Why not check The Door in the Mountain‘s page on amazon.ca, while I’m waiting?

There was one review, as of a couple of weeks ago. Suddenly, there’s a second. 3.5 stars—sigh—but it’s the subject header that grabs me by the throat: “A disappointing second novel.”

Obviously, I’m disappointed that she was disappointed. But “second novel”?

What Bothers Me, #1:
It’s an understandable mistake. For years after my actual second book came out, I’d encounter people (not many, but some) who’d say something like, “I loved A Telling of Stars!” To which I’d say something like, “Thank you! Have you read the prequel, The Silences of Home?” And to a person, they’d look puzzled. “A prequel? You mean you’ve written another book?”

What Bothers Me, #2:
I’m very fond of my first two books.

What Bothers Me, #3:
If this reader thought that The Door in the Mountain was a weak second showing, what would she think if she knew that it was, in fact, my fourth?

What Reassures Me:
My first two novels will be coming out as e-books in the next couple of months. New covers; new format; new audience?

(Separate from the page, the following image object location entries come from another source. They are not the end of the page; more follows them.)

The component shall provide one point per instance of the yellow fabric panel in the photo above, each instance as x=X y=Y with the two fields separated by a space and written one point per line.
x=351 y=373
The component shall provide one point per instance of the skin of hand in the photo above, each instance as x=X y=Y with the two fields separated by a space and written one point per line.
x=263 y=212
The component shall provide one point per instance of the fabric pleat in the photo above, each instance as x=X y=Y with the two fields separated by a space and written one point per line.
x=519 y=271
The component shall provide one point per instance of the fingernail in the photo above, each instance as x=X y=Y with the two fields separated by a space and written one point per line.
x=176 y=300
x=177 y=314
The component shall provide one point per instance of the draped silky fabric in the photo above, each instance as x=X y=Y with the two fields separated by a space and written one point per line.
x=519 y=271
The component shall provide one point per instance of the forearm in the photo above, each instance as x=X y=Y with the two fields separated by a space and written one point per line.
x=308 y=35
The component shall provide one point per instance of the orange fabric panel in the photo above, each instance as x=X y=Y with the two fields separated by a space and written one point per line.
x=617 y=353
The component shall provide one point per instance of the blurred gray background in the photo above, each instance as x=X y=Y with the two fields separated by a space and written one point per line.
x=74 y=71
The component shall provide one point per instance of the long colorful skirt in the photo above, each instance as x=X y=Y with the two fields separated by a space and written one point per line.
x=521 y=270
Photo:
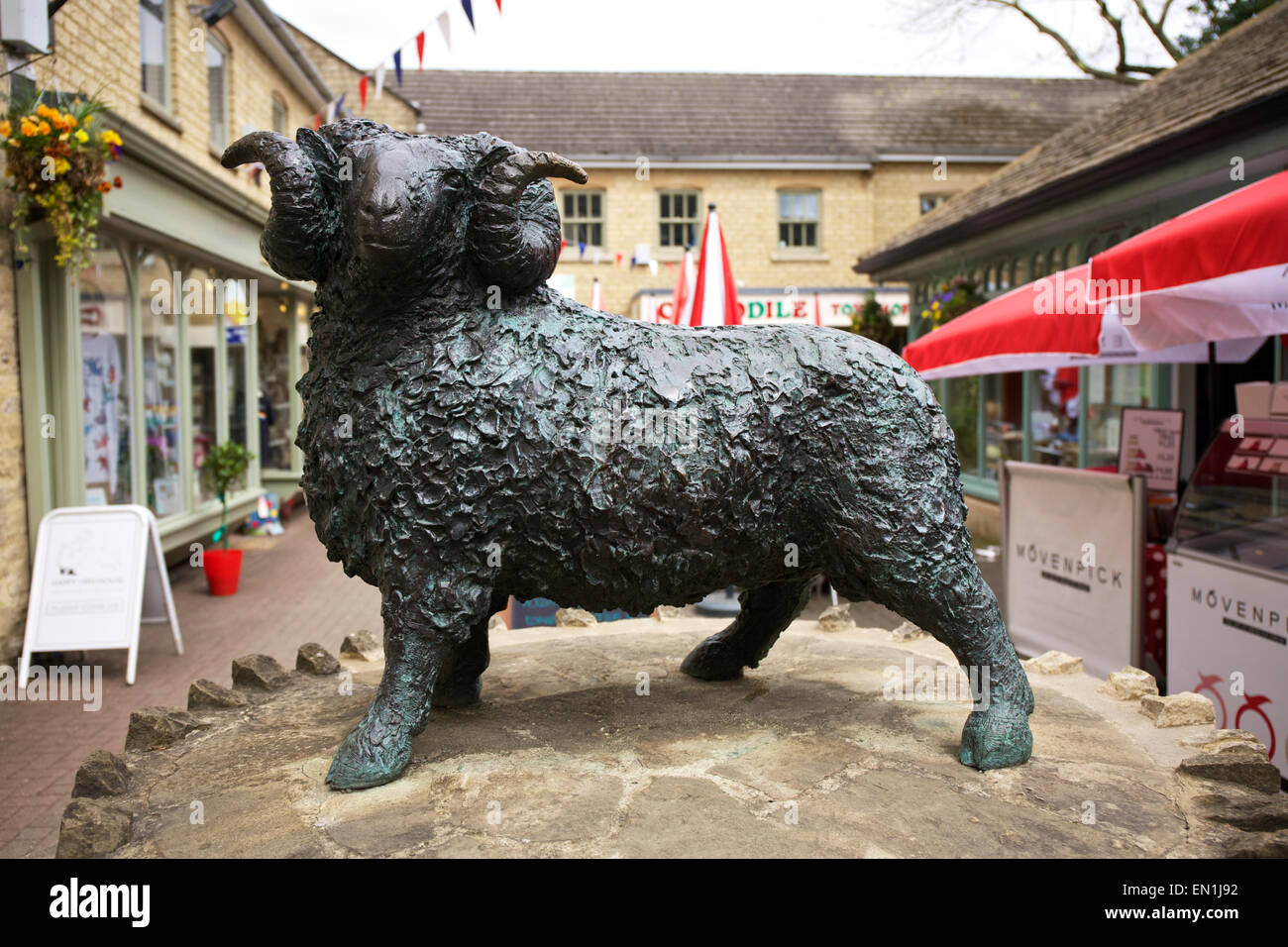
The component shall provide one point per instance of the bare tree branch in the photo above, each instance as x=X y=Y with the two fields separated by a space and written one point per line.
x=1155 y=26
x=1120 y=75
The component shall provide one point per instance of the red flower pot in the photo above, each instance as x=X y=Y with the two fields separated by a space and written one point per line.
x=223 y=570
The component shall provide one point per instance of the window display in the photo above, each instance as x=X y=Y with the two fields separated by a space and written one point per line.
x=161 y=364
x=1109 y=389
x=205 y=398
x=1236 y=501
x=104 y=325
x=1054 y=416
x=962 y=410
x=274 y=381
x=1004 y=416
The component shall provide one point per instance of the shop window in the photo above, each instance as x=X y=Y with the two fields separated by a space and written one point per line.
x=217 y=84
x=273 y=408
x=1109 y=389
x=1054 y=416
x=961 y=405
x=930 y=201
x=161 y=407
x=278 y=115
x=678 y=213
x=202 y=326
x=584 y=217
x=1004 y=420
x=798 y=219
x=236 y=312
x=154 y=51
x=104 y=330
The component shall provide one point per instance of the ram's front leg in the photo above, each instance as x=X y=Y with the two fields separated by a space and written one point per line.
x=424 y=633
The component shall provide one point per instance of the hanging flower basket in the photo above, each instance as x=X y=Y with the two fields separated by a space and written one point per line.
x=56 y=167
x=960 y=295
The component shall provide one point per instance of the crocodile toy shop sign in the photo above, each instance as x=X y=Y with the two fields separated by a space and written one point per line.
x=803 y=305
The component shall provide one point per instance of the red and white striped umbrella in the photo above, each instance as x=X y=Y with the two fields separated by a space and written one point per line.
x=683 y=303
x=715 y=295
x=1046 y=324
x=1216 y=272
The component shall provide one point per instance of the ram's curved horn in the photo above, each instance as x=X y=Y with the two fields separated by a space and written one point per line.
x=514 y=230
x=301 y=222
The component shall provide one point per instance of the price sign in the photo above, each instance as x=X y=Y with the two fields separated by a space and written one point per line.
x=1149 y=445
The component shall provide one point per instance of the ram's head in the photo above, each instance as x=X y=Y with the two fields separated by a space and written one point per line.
x=390 y=210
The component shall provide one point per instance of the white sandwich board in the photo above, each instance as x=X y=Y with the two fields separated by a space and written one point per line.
x=98 y=574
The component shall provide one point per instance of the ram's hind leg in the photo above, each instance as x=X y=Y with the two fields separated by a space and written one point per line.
x=953 y=603
x=424 y=635
x=462 y=684
x=765 y=613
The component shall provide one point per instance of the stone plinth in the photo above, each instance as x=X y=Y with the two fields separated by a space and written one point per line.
x=591 y=742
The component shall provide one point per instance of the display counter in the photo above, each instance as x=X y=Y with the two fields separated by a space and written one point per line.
x=1228 y=582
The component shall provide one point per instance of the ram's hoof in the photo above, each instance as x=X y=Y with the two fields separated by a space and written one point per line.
x=997 y=737
x=364 y=762
x=713 y=660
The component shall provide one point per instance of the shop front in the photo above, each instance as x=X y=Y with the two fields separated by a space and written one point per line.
x=174 y=338
x=789 y=304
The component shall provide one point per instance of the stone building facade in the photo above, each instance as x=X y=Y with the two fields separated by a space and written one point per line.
x=859 y=157
x=803 y=169
x=178 y=90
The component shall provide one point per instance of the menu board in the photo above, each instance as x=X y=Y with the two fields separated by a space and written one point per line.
x=98 y=574
x=1149 y=445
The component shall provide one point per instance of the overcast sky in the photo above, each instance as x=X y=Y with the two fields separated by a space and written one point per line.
x=854 y=37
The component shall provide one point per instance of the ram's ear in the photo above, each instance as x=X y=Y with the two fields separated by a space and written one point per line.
x=514 y=228
x=301 y=224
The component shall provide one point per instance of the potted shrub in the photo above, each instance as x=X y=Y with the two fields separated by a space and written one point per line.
x=56 y=158
x=223 y=470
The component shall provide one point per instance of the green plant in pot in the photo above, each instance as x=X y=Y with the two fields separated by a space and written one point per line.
x=223 y=470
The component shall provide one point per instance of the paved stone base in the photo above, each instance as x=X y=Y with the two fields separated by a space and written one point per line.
x=590 y=742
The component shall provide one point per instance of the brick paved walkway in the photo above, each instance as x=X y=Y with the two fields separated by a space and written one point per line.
x=288 y=594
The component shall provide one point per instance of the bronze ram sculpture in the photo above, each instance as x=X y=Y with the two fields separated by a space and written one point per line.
x=455 y=449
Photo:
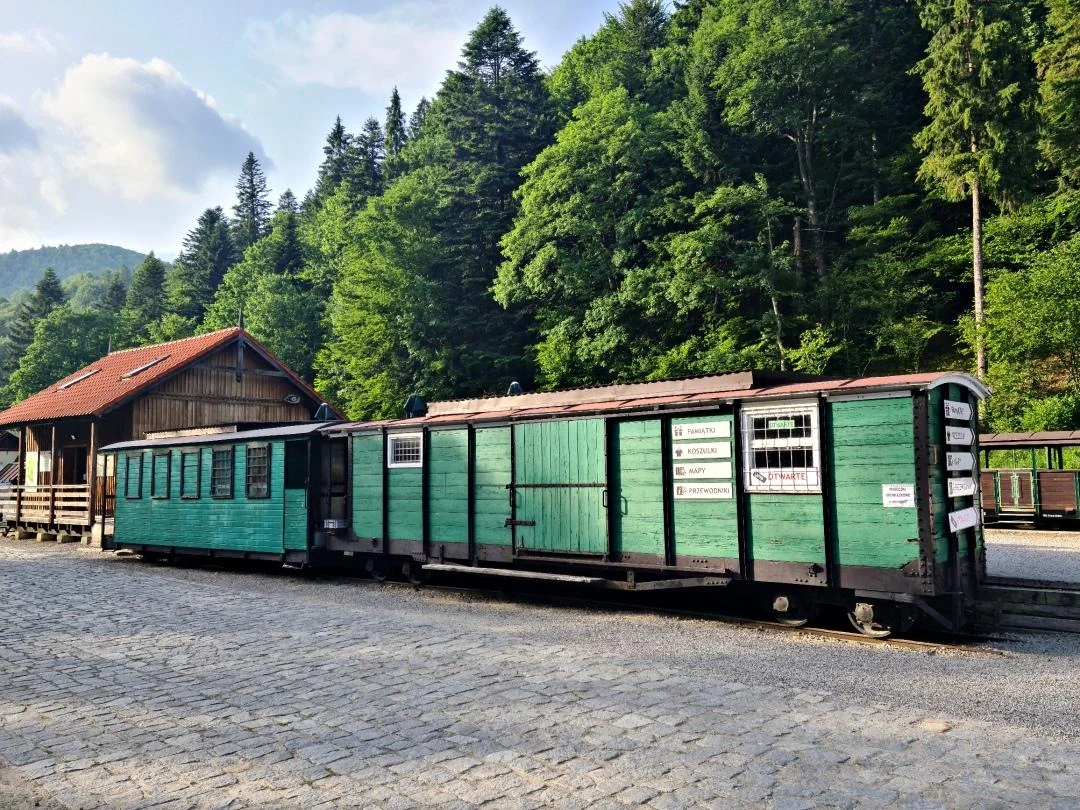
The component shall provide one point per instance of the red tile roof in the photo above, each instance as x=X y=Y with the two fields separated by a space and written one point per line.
x=115 y=378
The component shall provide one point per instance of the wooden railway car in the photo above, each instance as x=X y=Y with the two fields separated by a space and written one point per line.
x=230 y=495
x=856 y=493
x=1042 y=491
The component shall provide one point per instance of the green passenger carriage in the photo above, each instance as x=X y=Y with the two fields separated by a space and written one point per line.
x=859 y=493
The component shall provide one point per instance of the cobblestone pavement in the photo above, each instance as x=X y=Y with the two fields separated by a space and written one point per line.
x=124 y=685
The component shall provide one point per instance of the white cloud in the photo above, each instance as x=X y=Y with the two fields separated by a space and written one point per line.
x=138 y=130
x=368 y=53
x=15 y=131
x=34 y=41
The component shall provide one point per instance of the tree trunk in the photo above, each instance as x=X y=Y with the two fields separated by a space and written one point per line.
x=976 y=272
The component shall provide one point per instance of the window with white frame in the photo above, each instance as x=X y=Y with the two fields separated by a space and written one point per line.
x=405 y=449
x=782 y=448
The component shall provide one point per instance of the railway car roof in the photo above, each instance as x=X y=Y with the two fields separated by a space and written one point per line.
x=692 y=392
x=285 y=431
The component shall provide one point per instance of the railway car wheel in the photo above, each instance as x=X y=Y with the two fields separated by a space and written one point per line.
x=871 y=620
x=792 y=611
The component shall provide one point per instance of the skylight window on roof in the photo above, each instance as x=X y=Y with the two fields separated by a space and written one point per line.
x=150 y=364
x=80 y=378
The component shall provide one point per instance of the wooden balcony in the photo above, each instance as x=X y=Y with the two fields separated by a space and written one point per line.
x=46 y=508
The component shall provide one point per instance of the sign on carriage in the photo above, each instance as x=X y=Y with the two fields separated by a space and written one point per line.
x=703 y=491
x=898 y=496
x=959 y=435
x=701 y=430
x=957 y=410
x=959 y=461
x=961 y=487
x=962 y=520
x=703 y=470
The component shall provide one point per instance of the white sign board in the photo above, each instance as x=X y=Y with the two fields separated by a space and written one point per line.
x=898 y=496
x=701 y=430
x=963 y=520
x=703 y=470
x=959 y=435
x=957 y=410
x=961 y=487
x=703 y=491
x=959 y=461
x=687 y=450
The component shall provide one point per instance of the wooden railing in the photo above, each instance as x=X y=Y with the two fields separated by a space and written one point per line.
x=48 y=505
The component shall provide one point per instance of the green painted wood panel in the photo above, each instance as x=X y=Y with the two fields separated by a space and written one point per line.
x=567 y=518
x=367 y=485
x=872 y=443
x=448 y=486
x=637 y=493
x=706 y=528
x=491 y=480
x=235 y=524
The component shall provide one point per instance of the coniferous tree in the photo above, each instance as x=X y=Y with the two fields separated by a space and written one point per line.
x=981 y=109
x=252 y=211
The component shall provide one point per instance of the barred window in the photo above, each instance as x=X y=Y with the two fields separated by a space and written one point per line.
x=405 y=449
x=220 y=476
x=190 y=474
x=159 y=475
x=133 y=476
x=781 y=448
x=258 y=471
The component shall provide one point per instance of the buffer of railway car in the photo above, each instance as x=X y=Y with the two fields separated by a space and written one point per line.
x=856 y=493
x=1041 y=489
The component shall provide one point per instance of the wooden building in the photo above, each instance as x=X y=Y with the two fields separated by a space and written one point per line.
x=223 y=379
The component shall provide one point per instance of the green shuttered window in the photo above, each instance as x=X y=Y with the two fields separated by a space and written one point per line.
x=190 y=474
x=159 y=475
x=133 y=476
x=258 y=471
x=220 y=478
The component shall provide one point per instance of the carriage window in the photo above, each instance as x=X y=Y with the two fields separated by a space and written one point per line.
x=190 y=474
x=159 y=475
x=781 y=449
x=258 y=471
x=405 y=449
x=220 y=477
x=133 y=476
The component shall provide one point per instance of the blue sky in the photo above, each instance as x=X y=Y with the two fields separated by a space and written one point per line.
x=121 y=121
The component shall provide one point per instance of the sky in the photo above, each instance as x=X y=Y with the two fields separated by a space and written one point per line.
x=121 y=121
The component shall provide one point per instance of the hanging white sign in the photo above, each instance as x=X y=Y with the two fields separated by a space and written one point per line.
x=963 y=520
x=957 y=410
x=959 y=461
x=687 y=450
x=703 y=491
x=959 y=435
x=703 y=470
x=701 y=430
x=961 y=487
x=898 y=496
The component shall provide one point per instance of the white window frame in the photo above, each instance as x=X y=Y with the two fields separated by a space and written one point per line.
x=805 y=480
x=392 y=441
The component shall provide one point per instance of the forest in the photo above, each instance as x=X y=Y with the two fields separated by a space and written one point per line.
x=834 y=187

Now I go back to waiting for the call that will summon me to baby boy’s arrival. And while I do, I’ll let my real second book have the last word(s):

 

They walked around the room once, twice; she leaned against him when the pains came. He imagined that she would tire and sit, or maybe lie down – for the baby must be close to coming now. But she shuffled on, stopping in the same places with each circuit, and he came to know each brushstroke of these places, and every bump or pit in the stone – and still she walked and leaned. He breathed with her: deep and quickening as the pain began, and lengthening, softer as it ended. He held her hips as she hung from him with her arms around his neck; he felt her breathing and her cool, dry skin…The pains began to come even more closely together, so that she hardly took three steps before another was upon her. She cried, “Lie down, lie down” and kept crying out, even after she was on her pallet: she wailed without pause and seemingly without breath, and he knelt beside her, all his certainty dissolving. She no longer looked at him, and although she still clutched his hands, when he wrapped them around hers, she did not truly seem to notice them, or him. Be with her, he told himself, to quell his fear. Follow her in every moment – that is all. He felt his calm returning – but then her parted lips shaped words.

Fire beats against sky and skin. Outside, where there are stars – but there only because of this other fire, deep deep within. A body like a brand, a body tight and hard as metal; not a body. The flames twist and climb and burrow and they will always be here, searing breath black – but not always: a break, smoke billowing in wind. The body returned. A surge and a heavy thrusting weight, another, another, and then the space of wind again, for breathing and looking at the sky of desert, lake, woods. Pressure like falling or floating underwater, too long but no other choice – and the weight moving down and through. The body filled and open, tearing with a different fire – another body, easing slow and vast, then rushing slithering weightless free.